Мусин-Пушкин смутился. Он вспомнил, как перед отъездом из столицы слышал разговор императрицы с князем Репниным:
«А отчего бы, князь, не арестовать Новикова? Оп смутьян и враг мой».
«Отчего ж не арестовать? Арестовать можно, прикажите, ваше величество!»
«Прикажите, прикажите!.. Знаю вас. Потом сами будете толковать о беззаконии и меня же во всем обвините. Нет, пока повременим…»
А гость-говорун не унимался:
— Николай Иванович не издатель, а волшебник: его «Древняя российская вифлиофика» вся разошлась! Второе издание — и снова расходится… Кто мог предполагать подобное? Десять томов разных грамот, посольских отчетов, боярских родословных и чтоб такой оборот имели… Мы живем в просвещенный век. Гистория дает прибыль, господа!

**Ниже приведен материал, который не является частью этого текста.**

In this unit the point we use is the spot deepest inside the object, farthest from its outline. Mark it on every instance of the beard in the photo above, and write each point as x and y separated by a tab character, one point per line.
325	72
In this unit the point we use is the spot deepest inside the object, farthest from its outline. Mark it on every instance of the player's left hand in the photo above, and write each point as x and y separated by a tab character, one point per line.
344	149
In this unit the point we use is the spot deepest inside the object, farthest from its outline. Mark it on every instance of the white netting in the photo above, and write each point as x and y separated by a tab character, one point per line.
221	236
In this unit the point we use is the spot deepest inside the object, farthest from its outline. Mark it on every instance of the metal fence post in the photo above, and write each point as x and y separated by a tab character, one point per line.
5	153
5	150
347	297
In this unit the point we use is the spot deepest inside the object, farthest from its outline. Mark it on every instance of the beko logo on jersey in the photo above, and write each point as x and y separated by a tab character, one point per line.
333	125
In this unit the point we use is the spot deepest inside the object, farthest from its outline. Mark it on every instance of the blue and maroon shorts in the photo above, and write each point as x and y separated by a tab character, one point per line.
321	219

Мусин-Пушкин осмотрелся и, пригубив бокал, нехотя проворчал:
— За науку, прибыль приносящую.
* * *
Гости разъезжались. Придержав Болтина, Мусин-Пушкин шепнул, что просит его остаться вместе с Бантыш-Каменским. С трудом скрывая любопытство, они двинулись вслед за хозяином по пустым лестницам и галереям, согретым жаром тысяч свечей. Знали, что «собиратель припасов» зря не позовет…
В небольшой комнатке у стены лежит груда рукописей.
Все трое сгибаются над нею…
Сначала извлекают 27 журналов Петра I. Затем какую-то летопись. Ее разглядывают молча. Тишину нарушают лишь потрескивание свечей да глухой шорох быстро переворачиваемых листов. Мелькают отдельные строки, слова: Киев, Новгород, ханы татарские, князья московские…
События доведены до XVII века. Судя по почерку и другим признакам, переписана рукопись всего лет за сто — около 1700 года.
Затем Мусин-Пушкин вытаскивает пергаменную тетрадь. На последнем листе подробное описание взятия Казани Иваном Грозным в 1552 году и запись об окончании труда в 1604-м.
Гости ожидают еще каких-нибудь манускриптов — не старше XVI или XVII века.
И тут хозяин, давно забывший о графской важности и обер-прокурорской солидности, молча достает большую пергаменную книгу. Болтину показалось, что он ее вытащил из груды рукописей. Бантыш-Каменский же готов был поклясться, что книга была при графе еще до того, как они вошли в комнату…
На первой странице — «Се повести временных лет, откуду есть пошла Русская земля…»
— Четырнадцатое столетие, — изрек Бантыш. — Пергамен да и почерк… Весьма престарелая летопись. Может, и самая старая из известных. Мне не доводилось держать в руках более ранних.
Пергаменные листы переворачивались с трудом. Ни имени автора, ни года или места издания. На листах вытянулись стройные, тщательно выписанные буквы.
— Это устав — письмо древнейшее, красивейшее и медленнейшее, — говорит Болтин.
— Увы, — вздыхает граф, — после того как нагляжусь на эту красоту, признаюсь, бываю несправедлив и суров к своим писарям с их росчерками и завитушками!
По страницам мерно двигались строки, не разделенные на слова, без неведомых в древности точек, запятых и прочих «препинаний».
— Смотрите, наш незнакомец заторопился!